Napa Valley Register | Posted: Monday, April 4, 2011
Last Thursday night started out like most Thursday nights at the Huffman house. The girls were a little tired. Mom was a lot tired. We were in the final sprint, ready to lunge across the weekly finish line. All I could think about was making it to Friday and the weekend.
That is, until the smoke alarm went off.
Now this wasn’t the helpful single chirp of a low battery. This was a sustained, unrelenting, eardrum-piercing alarm.
What is that?, the girls yelled from another room.
Scrambling from our bedroom, I ran downstairs. The alarm continued to blare, echoing through the house. It was so loud, I couldn’t even figure out what room it was coming from.
When a smoke alarm goes off, this mom starts imagining the worst — for example, the house is actually on fire.
Normally, Dad would come to our rescue. But there was one problem. Dad was at a meeting that Thursday night.
We were on our own.
I scurried from room to room to try and find which alarm was screaming. Bedroom? No.
Kitchen, always a likely suspect, especially when someone has burnt a bag of microwave popcorn? No.
Living room? No.
Dashing across the hallway, the noise got louder. It was in the girls’ room upstairs. The one with the 11-foot-high vaulted ceilings.
Inside the bedroom, the alarm was beyond loud. It was brain-freezing loud. I could barely stand to be in the room, let alone figure out how to reach the alarm on the ceiling and make it stop. What I wouldn’t have given to become that superhero with the stretchy arms at that moment.
Just my luck — the girls are “redecorating” their room, and just one week earlier they had begged us to take down their bunk beds, which would have provided oh-so-easy access to the blaring alarm. Without the bunk beds, I was out of luck.
Ladder. We need a ladder, I yelled at the girls, who had retreated away from the bedroom with the dog.
The biggest ladder I could think of was one of those 20-foot aluminum sliding ladders, which was hanging on the side of our garage. Outside. In the dark. And the rain. To make matters worse, to the girls, the garage is known as a notorious spider zone. They hate to go anywhere near the spider zone, let alone on a dark and rainy night.
Wearing my flannel jammies, robe and a pair of rain boots, I practically dragged my oldest daughter outside, where she bravely grabbed one end of the dusty ladder. Even from outside I could hear the alarm wailing inside.
We headed back inside with the ladder. The ladder was so long we had to make three-point turns at every corner just to get it upstairs.

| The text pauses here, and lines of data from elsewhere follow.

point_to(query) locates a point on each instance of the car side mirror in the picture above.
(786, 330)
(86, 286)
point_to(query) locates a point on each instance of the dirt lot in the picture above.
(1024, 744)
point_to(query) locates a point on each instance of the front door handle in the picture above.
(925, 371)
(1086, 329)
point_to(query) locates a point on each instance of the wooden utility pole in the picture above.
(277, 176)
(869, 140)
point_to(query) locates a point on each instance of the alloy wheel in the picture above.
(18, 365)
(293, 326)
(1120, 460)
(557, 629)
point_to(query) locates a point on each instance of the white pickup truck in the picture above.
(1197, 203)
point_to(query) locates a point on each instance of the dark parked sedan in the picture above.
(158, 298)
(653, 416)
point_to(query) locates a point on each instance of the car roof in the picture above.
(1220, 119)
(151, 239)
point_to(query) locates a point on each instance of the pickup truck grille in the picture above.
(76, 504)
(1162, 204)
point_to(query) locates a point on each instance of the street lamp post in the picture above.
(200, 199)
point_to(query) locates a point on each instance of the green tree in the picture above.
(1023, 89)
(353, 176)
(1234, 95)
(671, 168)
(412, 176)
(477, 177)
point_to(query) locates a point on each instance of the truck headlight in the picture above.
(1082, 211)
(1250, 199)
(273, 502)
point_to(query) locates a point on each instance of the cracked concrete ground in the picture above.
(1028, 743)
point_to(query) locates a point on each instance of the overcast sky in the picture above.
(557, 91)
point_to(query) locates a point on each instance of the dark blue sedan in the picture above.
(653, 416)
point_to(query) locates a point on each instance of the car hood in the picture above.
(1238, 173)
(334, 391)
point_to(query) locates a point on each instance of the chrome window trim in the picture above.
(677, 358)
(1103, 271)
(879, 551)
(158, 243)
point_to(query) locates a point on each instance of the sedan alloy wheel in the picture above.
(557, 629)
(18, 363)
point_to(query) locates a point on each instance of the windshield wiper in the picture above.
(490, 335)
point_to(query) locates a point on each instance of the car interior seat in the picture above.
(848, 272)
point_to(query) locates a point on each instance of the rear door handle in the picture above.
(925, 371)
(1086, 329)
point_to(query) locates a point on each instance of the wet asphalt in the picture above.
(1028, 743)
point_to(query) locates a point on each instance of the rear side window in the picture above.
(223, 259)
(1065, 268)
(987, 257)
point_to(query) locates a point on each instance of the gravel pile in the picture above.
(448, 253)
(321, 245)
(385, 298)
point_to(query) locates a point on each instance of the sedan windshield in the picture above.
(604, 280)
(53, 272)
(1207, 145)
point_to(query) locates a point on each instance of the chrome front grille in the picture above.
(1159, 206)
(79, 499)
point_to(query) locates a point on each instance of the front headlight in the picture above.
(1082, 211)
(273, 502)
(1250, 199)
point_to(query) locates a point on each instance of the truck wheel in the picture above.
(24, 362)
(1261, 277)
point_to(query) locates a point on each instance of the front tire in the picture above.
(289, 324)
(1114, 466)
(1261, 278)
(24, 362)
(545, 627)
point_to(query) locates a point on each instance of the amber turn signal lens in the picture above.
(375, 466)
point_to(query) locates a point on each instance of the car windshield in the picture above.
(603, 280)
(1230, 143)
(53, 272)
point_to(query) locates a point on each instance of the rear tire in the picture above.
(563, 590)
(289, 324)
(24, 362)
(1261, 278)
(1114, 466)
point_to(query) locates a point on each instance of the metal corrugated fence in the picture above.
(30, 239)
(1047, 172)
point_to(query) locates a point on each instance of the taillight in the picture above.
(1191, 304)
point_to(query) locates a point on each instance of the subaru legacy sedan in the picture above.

And when we did get it into the girls’ bedroom, the ladder was too long to turn upright to even try and reach the alarm.
The alarm was still screaming. I wanted to scream too.
We need a smaller ladder, I yelled. Let’s get the folding ladder in the backyard!
Hauling in the second ladder left a trail of dead leaves, muck and bits of dirt on my nice clean carpet. Wonderful.
Dragging it upstairs, I couldn’t figure out how to open it between their twin beds so I could try and reach the alarm.
I abandoned the ladder and retreated downstairs with the girls.
I texted my husband.
Smoke alarm going off, I wrote. Can’t get it to stop.
Be right there, he said.
Of course, that’s when the alarm stopped.
There was silence. Blessed silence.
About 15 minutes later my husband arrived home. The aluminum ladder was on the front lawn. The yellow ladder was upstairs. I think the dog was still hiding.
It was really loud, I said, following him upstairs. Really.
I bet, he said.
With one snap he opened the ladder, climbed up and pulled the alarm off the ceiling.
Next time someone asks to redecorate that room, those bunk beds are coming back.
2 comments:
I'm glad it wasn't a fire, whatever set it off...
Nice writing, BTW. Really tight and to the point.